On top of all of this, Dixon is now pursuing a Ph.D. in higher education leadership, policy, and human development at NC State’s College of Education.

“During the Ph.D. program I hope to explore equity and access in higher education in India,” said Dixon. “I did a research study during my master’s program at New York University where I traveled to Trivandrum, Kochi, Mumbai and Delhi India to conduct qualitative interviews of higher education leaders, students, staff and professors and learned about the caste system, implications of expansion of higher education, and diversity and inclusion in the Indian classroom.”

Jessica Yinka Thomas biking the American Tobacco Trail

Jessica Yinka Thomas, Director of Business Sustainability Collaborative

To stay active while working from home, Jessica Yinka Thomas began regularly riding her bike on the American Tobacco Trail, a 22.6-mile trail through Research Triangle Park. Thomas hops on the trail by the Durham Bulls Stadium and will sometimes make it down to Southpoint Mall and back. 

“I started practicing balancing my bike and riding with no hands,” said Thomas. “I can go over a mile now and usually only have to hold onto the handlebar when I hit an intersection or a bridge. More recently, I’ve been working on a standing dismount.”

The part of the trail Thomas likes to ride through goes through many neighborhoods in Durham and is almost entirely covered by foliage which keeps it manageable on those hot North Carolina days. It also makes for a beautiful ride.

Brian Clark’s steak, potatoes and brussel sprout meal

Brian Clark, Executive Director of Development and External Relations

When all of the restaurants and fast-food chains began to close in March 2020, Brian Clark took the initiative to learn how to cook more for him and his family. Clark enjoys exploring new flavors and recipes, his favorite being steak and brussel sprouts.

“Cooking is an adventure that doesn’t have a lot of limitations,” said Clark. “I’m not formally taught so the process of learning new flavors, seasonings, and dishes was overwhelming.”

Steve Barr after losing 54 pounds during quarantine

Steve Barr, Professor of Technology Management

Steve Barr has lost 54 pounds between March 2020 and November 2020 through dieting and working out.

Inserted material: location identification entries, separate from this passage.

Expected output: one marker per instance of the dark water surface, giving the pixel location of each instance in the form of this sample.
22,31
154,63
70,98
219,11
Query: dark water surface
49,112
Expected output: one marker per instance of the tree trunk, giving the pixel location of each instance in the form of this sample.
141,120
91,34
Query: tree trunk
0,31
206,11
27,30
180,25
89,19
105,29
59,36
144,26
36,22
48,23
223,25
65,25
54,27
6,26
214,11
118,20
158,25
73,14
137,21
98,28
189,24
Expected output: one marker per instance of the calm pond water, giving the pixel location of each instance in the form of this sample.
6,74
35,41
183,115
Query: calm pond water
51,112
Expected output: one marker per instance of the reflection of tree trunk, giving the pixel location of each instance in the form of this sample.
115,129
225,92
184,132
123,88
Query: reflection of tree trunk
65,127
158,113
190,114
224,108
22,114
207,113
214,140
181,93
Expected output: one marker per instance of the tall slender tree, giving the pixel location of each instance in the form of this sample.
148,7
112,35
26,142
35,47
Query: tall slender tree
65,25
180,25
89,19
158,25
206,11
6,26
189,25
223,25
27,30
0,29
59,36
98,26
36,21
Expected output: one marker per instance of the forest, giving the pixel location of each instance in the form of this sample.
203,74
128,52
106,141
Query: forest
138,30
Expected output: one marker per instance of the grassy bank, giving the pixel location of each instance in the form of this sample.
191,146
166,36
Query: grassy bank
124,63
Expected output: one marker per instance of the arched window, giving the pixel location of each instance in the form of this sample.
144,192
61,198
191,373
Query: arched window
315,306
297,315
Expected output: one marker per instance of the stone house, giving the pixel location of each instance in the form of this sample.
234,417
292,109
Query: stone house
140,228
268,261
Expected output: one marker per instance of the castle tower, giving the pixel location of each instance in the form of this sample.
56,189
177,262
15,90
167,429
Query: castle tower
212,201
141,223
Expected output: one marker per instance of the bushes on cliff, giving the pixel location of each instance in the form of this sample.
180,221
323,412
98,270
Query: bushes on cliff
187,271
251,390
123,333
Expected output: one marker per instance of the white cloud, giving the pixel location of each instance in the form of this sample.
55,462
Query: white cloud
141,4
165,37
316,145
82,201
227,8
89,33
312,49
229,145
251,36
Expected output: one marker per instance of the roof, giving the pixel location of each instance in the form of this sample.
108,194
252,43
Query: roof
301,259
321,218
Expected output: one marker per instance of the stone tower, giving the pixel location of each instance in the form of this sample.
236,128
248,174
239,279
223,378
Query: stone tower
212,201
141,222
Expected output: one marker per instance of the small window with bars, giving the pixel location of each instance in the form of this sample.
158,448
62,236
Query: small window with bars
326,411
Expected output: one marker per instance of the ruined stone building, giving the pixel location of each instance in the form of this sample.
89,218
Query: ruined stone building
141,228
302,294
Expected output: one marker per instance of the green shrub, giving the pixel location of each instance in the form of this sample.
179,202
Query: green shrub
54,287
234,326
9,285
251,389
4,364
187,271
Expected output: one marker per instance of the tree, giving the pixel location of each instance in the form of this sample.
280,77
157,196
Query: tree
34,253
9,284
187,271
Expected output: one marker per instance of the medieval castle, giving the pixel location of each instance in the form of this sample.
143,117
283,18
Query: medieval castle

Barr’s strict regiment included no added sugar, no chips or crackers, no alcohol or carbonated beverages, and limited fried foods.

“The good news for everyone is if I can do this at 68 years old then anyone can,” said Barr. “I have taken six and a half inches off of my waist and earned a ‘one pack’.”

Barr’s tip for anyone wanting to crack down on a diet is to keep none of the banned foods in your house as it will only cause temptation. 

Rob Handfield on a bike ride during quarantine

Rob Handfield, Professor of Operations and Supply Chain Management

Rob Handfield spent his time at home being active through swimming, running on trails and riding his bike. Handfield has been addicted to running since he was 14 years old when he joined his high school cross-country team and now runs four times a week. 

“During the pandemic, I had a regular route which followed a trail along a salt marsh, and often saw a lot of wildlife along the way,” said Handfield. “It was my way to relax after all of the stressful Zoom calls I was involved in every day!”

Handfield also took advantage of his local community pool that is a saltwater pool surrounded by trees.